I will not VLOG

I was thinking of Vlogging.

I have been following several people that are attempting to recover from their Eating Disorders.  I watch it to learn, listen and understand the disease.

I know eventually I want to write a book, public speak and am currently working on a documentary so I need to be sure I have as much knowledge about it as possible.

I thought VLOGGING would be another vehicle to get my message out.  But the more I watch other videos, the more it angers and upsets me.

There is one young woman in particular I have been watching.  She is 32 years old, married and has had an eating disorder since she was 5 years old.  Yes, you read that correctly.  5!  She is severely bulimic (I don’t know how you define severely from moderately – but the fact that she binges and purges all day and has had numerous teeth pulled would qualify her as a severe case).  She is open, honest and candid about her disease.  She is attempting recovery, has had long periods of doing well but unfortunately recently after 13 days ended up binging and purging.  She came on camera to talk about how disappointed she was with herself and tried to work through why she ended up doing it.  It’s heartbreaking.

She also recorded footage when she had her teeth pulled.  She certainly doesn’t glamorize it, but I did feel that she didn’t take it quite as seriously as she should’ve.   She did start a GOFUNDME page and was able to raise over $2,000 towards the dental fees and an anonymous donor also gave over $30,000!!!! for her to utilize for medical costs.  What upsets me about it is that even after she had the procedures and was in agonizing pain and promised to never, ever do it again – she continues to binge and purge.  Trust me, I get it.  The wrath of an eating disorder cannot be explained or understood but imagine being one of those people that donated money towards helping her recover and than seeing her behaviours continue.  It’s at that time that you know you have to do more.
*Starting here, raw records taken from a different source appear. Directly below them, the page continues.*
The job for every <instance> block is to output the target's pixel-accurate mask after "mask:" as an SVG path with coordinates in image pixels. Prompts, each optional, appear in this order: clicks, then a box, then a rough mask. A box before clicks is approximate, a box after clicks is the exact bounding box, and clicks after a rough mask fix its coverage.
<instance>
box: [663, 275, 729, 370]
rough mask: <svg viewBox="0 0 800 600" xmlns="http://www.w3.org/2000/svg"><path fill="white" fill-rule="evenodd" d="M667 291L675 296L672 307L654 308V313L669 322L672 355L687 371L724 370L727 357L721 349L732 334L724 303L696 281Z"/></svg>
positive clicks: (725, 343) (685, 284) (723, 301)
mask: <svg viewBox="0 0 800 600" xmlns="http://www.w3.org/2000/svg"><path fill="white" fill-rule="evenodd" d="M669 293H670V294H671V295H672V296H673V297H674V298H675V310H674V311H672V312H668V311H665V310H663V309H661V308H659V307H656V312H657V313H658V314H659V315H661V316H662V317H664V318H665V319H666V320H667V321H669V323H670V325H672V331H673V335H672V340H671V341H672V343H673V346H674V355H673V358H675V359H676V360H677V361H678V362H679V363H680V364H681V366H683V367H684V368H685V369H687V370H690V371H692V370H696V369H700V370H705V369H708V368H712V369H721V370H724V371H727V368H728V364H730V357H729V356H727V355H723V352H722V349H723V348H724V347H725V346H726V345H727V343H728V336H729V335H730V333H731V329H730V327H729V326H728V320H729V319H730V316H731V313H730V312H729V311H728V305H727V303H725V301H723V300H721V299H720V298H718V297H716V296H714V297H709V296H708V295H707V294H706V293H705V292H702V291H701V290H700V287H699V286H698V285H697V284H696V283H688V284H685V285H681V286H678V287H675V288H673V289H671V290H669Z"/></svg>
You have to be somewhere full time.  You need to make it right and get well.  I know, I’m one to talk.  Someone I think (and I’m sure others do to) – I should practice what I preach.  The truth is – I just want to see her well.

I am guilty too of making light of my situation.  Often people manage conflict with humour.  But there is pain in laughter.  You figure, if I can’t make fun of myself – who can.  It’s definitely not something to “make fun of” – but that’s how a lot of people cope.  So maybe the YouTuber that I mentioned finds it easier to put some humour into her videos.  Truth is, people can relate to her better if she is more human.  I just find it painful to watch.  And quite honestly she is being truthful.  So who am I to judge?  She is living it, talking about it and being open, honest and candid.  When most people live in secrecy, she is doing the opposite.

So, as much as I would like to VLOG – I am not ready to be completely out there.  This way I get to choose who sees me and for now, that’s what I need.